However, we had completed several cycle tours in Europe and needed a new destination.

As our flight approached Athens, we glimpsed our destination and our hearts sank as a high mountain chain – the island of Crete – rose up from the sea. Could we possibly cycle here? The Athens metro took us to the ferry terminal at Piraeus.

Our senses were assaulted by the hot, humid air as our ferry docked at Iraklion, the “capital” of Crete.

Heading along the coast to our first night’s accommodation, we experienced the usual cyclists’ annoyances – bulleting buzz-bikes, kamikaze quad bikes, and braggadocio motorbike riders.
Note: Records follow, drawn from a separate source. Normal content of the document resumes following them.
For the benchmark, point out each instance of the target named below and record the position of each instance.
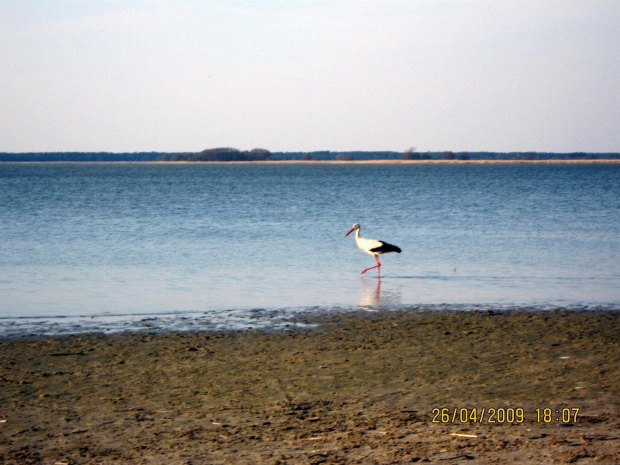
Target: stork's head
(355, 226)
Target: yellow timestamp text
(500, 415)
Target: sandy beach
(385, 388)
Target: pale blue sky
(173, 75)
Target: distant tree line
(258, 154)
(224, 154)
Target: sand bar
(359, 388)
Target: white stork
(372, 246)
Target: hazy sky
(174, 75)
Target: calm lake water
(124, 246)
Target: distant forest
(232, 154)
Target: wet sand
(358, 388)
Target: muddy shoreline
(356, 389)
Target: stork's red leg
(378, 265)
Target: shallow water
(211, 243)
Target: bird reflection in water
(373, 298)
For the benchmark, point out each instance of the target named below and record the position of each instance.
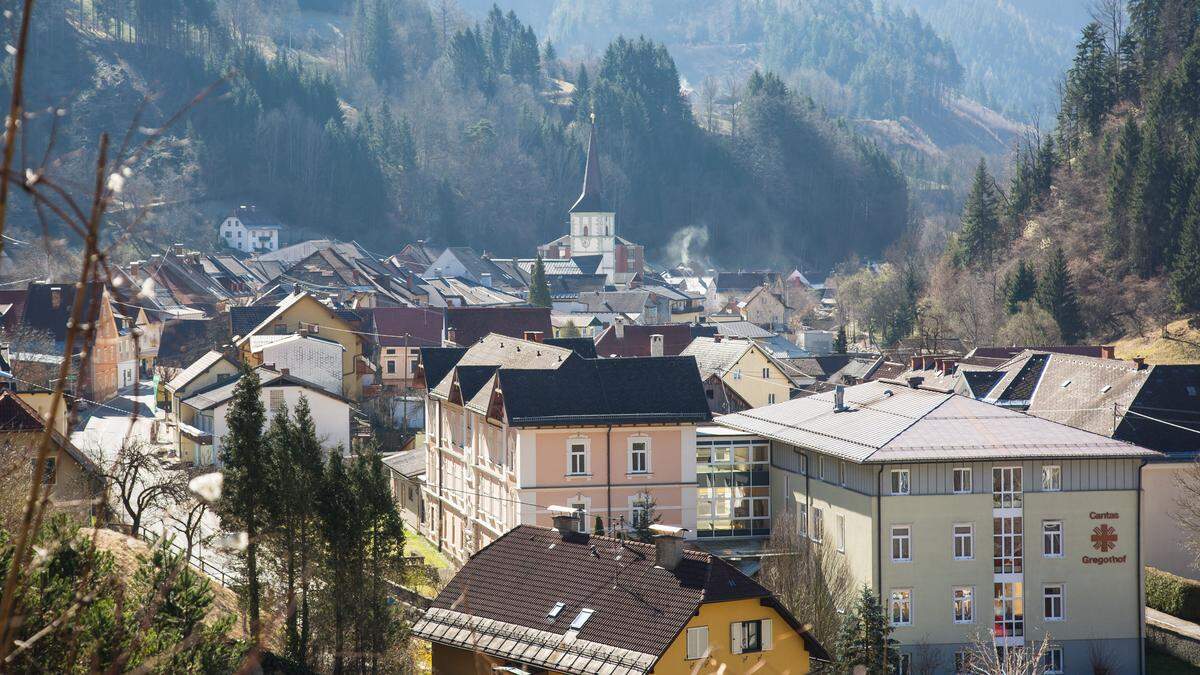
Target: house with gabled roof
(603, 604)
(514, 423)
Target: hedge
(1174, 595)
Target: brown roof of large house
(637, 608)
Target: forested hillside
(390, 120)
(1097, 236)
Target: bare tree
(811, 579)
(142, 483)
(987, 657)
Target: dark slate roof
(582, 346)
(42, 315)
(636, 340)
(636, 605)
(438, 362)
(1026, 381)
(473, 323)
(245, 320)
(589, 197)
(659, 389)
(399, 327)
(982, 381)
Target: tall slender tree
(246, 467)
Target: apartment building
(514, 426)
(969, 519)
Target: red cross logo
(1104, 538)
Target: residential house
(467, 326)
(71, 476)
(600, 604)
(303, 311)
(517, 423)
(739, 374)
(593, 230)
(634, 340)
(400, 333)
(967, 519)
(207, 408)
(249, 230)
(407, 470)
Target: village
(610, 467)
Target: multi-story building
(947, 506)
(514, 426)
(564, 602)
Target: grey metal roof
(888, 422)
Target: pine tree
(1185, 275)
(979, 236)
(1056, 294)
(1020, 285)
(865, 637)
(1121, 181)
(539, 288)
(246, 469)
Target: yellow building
(558, 601)
(738, 374)
(303, 312)
(967, 519)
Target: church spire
(589, 198)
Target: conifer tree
(1056, 294)
(246, 467)
(1121, 183)
(865, 637)
(539, 288)
(1186, 268)
(1020, 285)
(979, 236)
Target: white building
(307, 357)
(251, 231)
(207, 412)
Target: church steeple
(589, 198)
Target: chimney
(667, 545)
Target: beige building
(967, 519)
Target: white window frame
(1051, 478)
(570, 455)
(904, 538)
(963, 604)
(1051, 532)
(697, 639)
(1061, 595)
(646, 451)
(965, 484)
(900, 599)
(969, 537)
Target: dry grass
(1176, 344)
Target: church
(593, 236)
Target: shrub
(1174, 595)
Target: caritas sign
(1104, 538)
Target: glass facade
(733, 488)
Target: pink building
(515, 426)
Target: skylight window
(585, 614)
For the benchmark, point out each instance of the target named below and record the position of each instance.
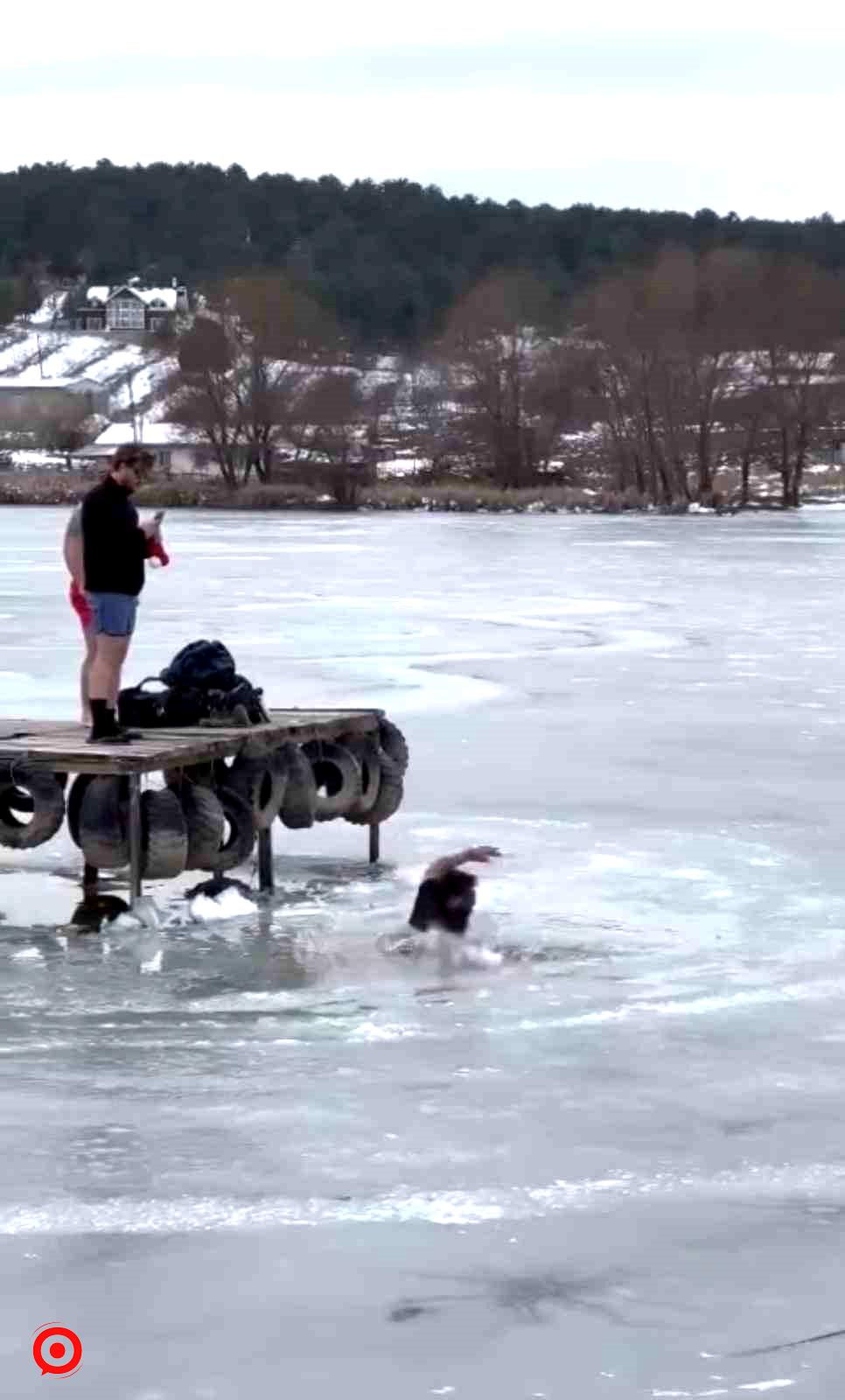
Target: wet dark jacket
(114, 545)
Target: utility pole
(129, 384)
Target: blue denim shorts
(114, 613)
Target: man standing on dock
(114, 553)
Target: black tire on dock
(74, 802)
(205, 822)
(240, 840)
(200, 774)
(23, 802)
(338, 777)
(102, 822)
(395, 744)
(366, 749)
(18, 780)
(262, 784)
(391, 791)
(298, 807)
(164, 835)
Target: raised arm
(448, 863)
(73, 550)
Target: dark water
(259, 1159)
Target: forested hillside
(388, 259)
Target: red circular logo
(56, 1351)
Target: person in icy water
(445, 902)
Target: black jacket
(114, 545)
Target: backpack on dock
(200, 686)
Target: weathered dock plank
(60, 746)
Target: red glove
(157, 550)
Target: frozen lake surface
(262, 1159)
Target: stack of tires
(359, 776)
(207, 816)
(31, 805)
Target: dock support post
(375, 842)
(266, 858)
(135, 836)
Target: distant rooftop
(164, 298)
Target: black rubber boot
(104, 728)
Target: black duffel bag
(161, 709)
(202, 665)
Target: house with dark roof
(132, 307)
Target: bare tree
(800, 361)
(244, 368)
(495, 345)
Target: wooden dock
(60, 746)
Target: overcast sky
(733, 105)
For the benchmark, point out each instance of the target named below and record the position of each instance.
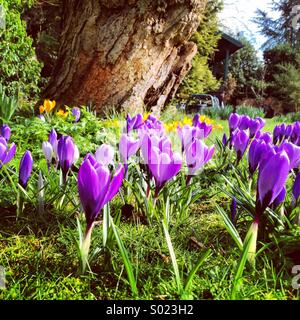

Island drivers also block traffic if they feel like stopping, and obeying robots is optional. The campground was on a beautiful beach, and relatively empty. Christina, the camp manager, welcomed us warmly. It had been a quiet season and this could account for the friendly service we encountered throughout Crete. With spirits lifted, we set up our tent.

A visit to the Lasithi Plateau loomed large on our itinerary and is recommended for cyclists. Christina seemed hesitant when we proposed pedalling up to the plateau, but nevertheless, she agreed to have an early breakfast ready.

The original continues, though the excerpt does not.